Lawan Stigma ODHA, Scott Alfaz: Sumber Kekuatan Utama Datang dari Diri Sendiri

Lawan Stigma ODHA, Scott Alfaz: Sumber Kekuatan Utama Datang dari Diri Sendiri
info gambar utama

“Walau banyak yang beranggapan HIV itu berat atau mematikan, saya yakin Tuhan percaya dan kasih amanah itu. Jadi, saya harus bangkit dan mungkin bisa mengedukasi orang lain.”

--

Tak dipungkiri, stigma negatif terhadap pengidap HIV AIDS masih tinggi di Indonesia. Minimnya edukasi menyebabkan mayoritas orang masih menganggap virus tersebut mudah menular, sehingga kerap bersikap sinis dan mengucilkan ODHA (orang dengan HIV AIDS) dari lingkungan. Tak sedikit pula yang berpikir bahwa terkena penyakit ini, sudah pasti mati.

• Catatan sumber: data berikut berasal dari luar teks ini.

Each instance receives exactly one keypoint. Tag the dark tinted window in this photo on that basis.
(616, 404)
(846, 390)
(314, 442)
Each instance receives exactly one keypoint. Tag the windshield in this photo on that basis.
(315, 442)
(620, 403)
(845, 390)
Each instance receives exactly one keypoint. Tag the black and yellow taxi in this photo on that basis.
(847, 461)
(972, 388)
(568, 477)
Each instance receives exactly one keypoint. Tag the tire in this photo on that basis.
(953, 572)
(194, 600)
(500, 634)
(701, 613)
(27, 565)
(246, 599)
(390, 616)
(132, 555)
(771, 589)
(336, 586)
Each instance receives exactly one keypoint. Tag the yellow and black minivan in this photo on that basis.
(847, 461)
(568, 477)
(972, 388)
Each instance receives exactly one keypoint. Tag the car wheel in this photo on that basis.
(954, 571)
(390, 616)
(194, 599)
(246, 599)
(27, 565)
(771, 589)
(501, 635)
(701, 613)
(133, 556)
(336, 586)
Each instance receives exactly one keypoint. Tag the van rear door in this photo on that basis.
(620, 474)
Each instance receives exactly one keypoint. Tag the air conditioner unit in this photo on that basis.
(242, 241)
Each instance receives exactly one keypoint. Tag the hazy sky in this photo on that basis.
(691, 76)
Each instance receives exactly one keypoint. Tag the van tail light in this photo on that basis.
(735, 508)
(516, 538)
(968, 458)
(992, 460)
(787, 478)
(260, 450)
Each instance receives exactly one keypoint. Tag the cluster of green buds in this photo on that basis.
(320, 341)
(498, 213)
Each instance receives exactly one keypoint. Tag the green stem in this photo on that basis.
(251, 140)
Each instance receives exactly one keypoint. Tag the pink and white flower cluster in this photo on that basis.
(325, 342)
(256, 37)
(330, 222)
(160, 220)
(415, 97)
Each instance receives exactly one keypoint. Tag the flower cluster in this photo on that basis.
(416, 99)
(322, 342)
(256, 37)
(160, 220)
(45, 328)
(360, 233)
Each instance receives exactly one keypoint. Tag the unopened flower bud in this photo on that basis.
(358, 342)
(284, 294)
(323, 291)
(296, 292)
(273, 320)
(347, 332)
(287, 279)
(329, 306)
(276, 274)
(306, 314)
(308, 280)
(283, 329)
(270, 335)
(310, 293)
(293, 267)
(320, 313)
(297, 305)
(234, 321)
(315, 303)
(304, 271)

Begitulah realita dan asumsi yang mesti dihadapi Scott Alfaz, seorang penyintas HIV positif sekaligus pendiri Yayasan HayVee. Hampir 11 tahun hidup dengan virus tersebut, Scott akhirnya mampu bangkit dan menghadapi kenyataan. Ia telah membuktikan bahwa pengidap HIV juga bisa hidup layaknya orang normal, bahkan ia berhasil menyelesaikan studi S-2 di Universitas Groningen, Belanda.

Pergulatan itu bermula pada 2011 ketika Scott yang baru jadi mahasiswa UGM, mengikuti rangkaian pengenalan kampus. Tak pernah terpikirkan olehnya, niat mendonorkan darah melalui sebuah Unit Kegiatan Mahasiswa, mengantarkan Scott pada kenyataan pahit yang harus dibawanya seumur hidup.

Beberapa pulan pasca donor darah, ia dikabari pihak Palang Merah Indonesia (PMI) Yogyakarta untuk melakukan tes darah ulang ke Puskesmas Gedongtengen. Tiga puluh menit kemudian, hasil yang keluar ternyata positif.

Mengetahui itu, perasaan Scott sontak tak karuan. Semua emosi bergejolak dalam dirinya dan pikirannya kacau. Apalagi beberapa bulan sebelum kejadian itu, sang Ibu telah lebih dulu menghadap sang khalik. Dalam kanal Youtube miliknya, Scott mengaku sempat marah kepada Tuhan dan merasa gagal sebagai anak.

Sejak pertama kali didiagnosis HIV positif, hampir setiap hari Scott berpikir untuk mengakhiri hidup, walau ia tak pernah punya keberanian melakukannya. Dalam perjalanan pulang dari Puskesmas, ia pernah mencoba menabrakkan diri ke kendaraan yang sedang melintas. Tapi, itu urung terjadi.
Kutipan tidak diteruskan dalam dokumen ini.